You tried it and you loved it. You wanted more space so you shared it with your friends. When they got the invite, they loved it too and thought you were really smart for having found it. They wanted more space and they wanted to look smart too, so what did they do? They shared it with other people.
Of course we want viral products, but if viral isn’t a growth strategy, how else do you scale?
I believe one of the most powerful ways to scale is by exploiting the success of another business to grow your own. If your product can complement the offering of a rapid growing business, a successful integration can mean really rapid growth for you too. Deep integrations can be a huge growth engine as long as what you’re offering isn’t on the radar of the business you’re exploiting.
The key for this to work ties back to the second item of your growth strategy, a clear and deep understanding of your core value proposition. Why? Because leveraging someone else’s growth to driving users to your product under the right circumstances can be very powerful, but the users you drive from that product must come to yours with the correct understanding of what it is your product offers.

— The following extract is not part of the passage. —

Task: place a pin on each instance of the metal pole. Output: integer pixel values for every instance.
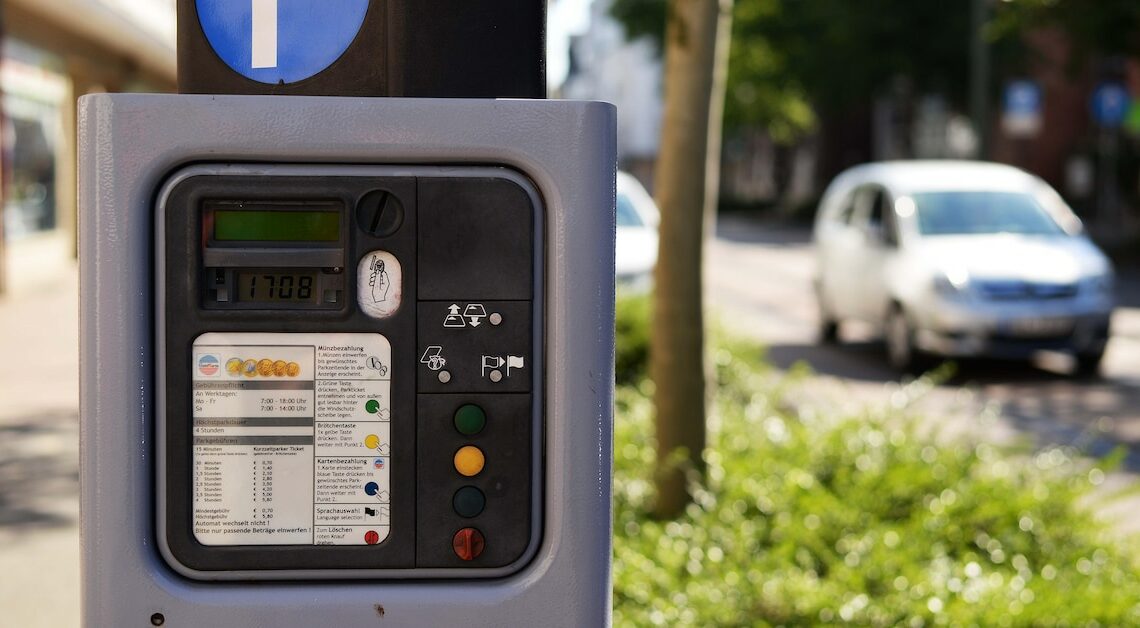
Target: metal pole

Often I hear startups getting massive traffic from another service, but without a complimentary offering, which means people are coming to their product with false expectations, ultimately driving poor conversion and retention. This is not a positive exploit, and, in my opinion, a complete waste of your time. This is a hack for traffic, and you know how I feel about those.
Here are the three things that lead to a powerful exploit:
- Complement the product you’re exploiting with something it isn’t focused on.
- Make sure the users you’re getting from the exploit reach your product under the right circumstances.
- Be one of the first to exploit that fast growing service.
When I was building my own business in the Valley, we were one of the first to successfully exploit Admob to drive millions of users (notice I didn’t say traffic) to our product. Exploits for the win!
Exploits are perhaps your best shot a rapid growth, but by all means, they’re not easy to achieve. In fact, I’d venture to say it’s incredibly difficult to launch a win-win integration, but they’re money once achieved.
When you look at the startup landscape today, it’s clear someone will successfully exploit its way to success off the back of massive success stories, like Slack or Uber. Any guesses which startup that may be?